Yeah. Sorry about that.
“Thugees, hunters, Pandies, and malcontents of all sorts whose dissatisfaction with the Queen’s rule and the Queen’s justice had been a slow-simmering constant since the days of Lucknow and Cawnpore,” try to take advantage of the soldiers’ distraction when the first tripod appears, and mount an assault on the fort. It soon falls under joint assault from Martian and Indian forces. Which is a weird sentence to have just written.
The narrator falls from a crumbling parapet and is knocked unconscious, and his recovery is one of the few passages where I properly enjoy, rather than simply appreciate the prose:
“Goad, sir, Ah’m glad you’re alive.”
I wasn’t. Nor was I sure I still lived, for the heat was theological, the stink of dust and blood suffocating, and my body an armature of pain.
Even the sound of that deep Yorkshire boom, or the light Cockney, “There, what’d Hi tell yer?” that followed, did not reassure me. Could I be assured of any facet of the afterlife, it would be the eventual downward destination of Mulvaney, Ortheris, and Learoyd.

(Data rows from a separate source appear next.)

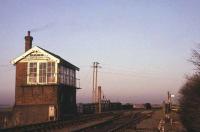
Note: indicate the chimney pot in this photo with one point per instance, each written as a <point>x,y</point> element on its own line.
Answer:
<point>28,41</point>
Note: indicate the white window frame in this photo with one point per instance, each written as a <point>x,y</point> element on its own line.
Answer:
<point>37,75</point>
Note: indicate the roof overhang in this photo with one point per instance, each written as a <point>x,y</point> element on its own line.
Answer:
<point>34,49</point>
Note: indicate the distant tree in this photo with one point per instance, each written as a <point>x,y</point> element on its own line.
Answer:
<point>190,98</point>
<point>147,106</point>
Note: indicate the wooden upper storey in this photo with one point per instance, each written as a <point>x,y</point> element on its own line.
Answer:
<point>44,67</point>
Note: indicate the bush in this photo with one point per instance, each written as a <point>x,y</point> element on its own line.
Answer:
<point>190,104</point>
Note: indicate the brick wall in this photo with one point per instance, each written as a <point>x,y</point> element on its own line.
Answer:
<point>30,114</point>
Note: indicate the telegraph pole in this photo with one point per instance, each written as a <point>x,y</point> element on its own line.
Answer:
<point>95,82</point>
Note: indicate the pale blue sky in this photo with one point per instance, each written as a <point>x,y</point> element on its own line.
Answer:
<point>142,45</point>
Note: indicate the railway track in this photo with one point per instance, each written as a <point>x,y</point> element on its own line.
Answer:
<point>119,123</point>
<point>105,122</point>
<point>56,125</point>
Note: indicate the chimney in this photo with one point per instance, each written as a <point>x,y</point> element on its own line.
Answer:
<point>28,41</point>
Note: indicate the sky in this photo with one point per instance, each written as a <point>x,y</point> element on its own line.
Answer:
<point>143,46</point>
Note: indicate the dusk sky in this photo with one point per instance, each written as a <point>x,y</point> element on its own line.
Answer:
<point>142,45</point>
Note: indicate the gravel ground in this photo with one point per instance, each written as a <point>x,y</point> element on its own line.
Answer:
<point>151,124</point>
<point>148,125</point>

The ragged remains of the unit retreat to Patna, then Calcutta. The narrator elides over most of the journey, accounts of which he claims have been documented elsewhere. Only three members of the unit receive any attention: Ortheris, Learoyd, and the highest-ranking surviving officer, Captain Sotheby. Mulvaney is not found after the fort collapses. The Martians stay mostly at arms’ length during the march. Their first appearance at the fort had emphasized how fast and how fluid in motion the tripods were, details that are only rarely emphasized. But after that, the presence of the Martians is conveyed primarily by their wake: buildings ruined by heat rays, fields blackened by soot from the black smoke, or choked by red weeds, “glowing sickly purple in the blackness”. Captain Southeby deduces that a wet cloth over the face offers some protection from the black smoke. His predictions about the state of Calcutta are less successful; no other military unit had survived there and the town is largely abandoned.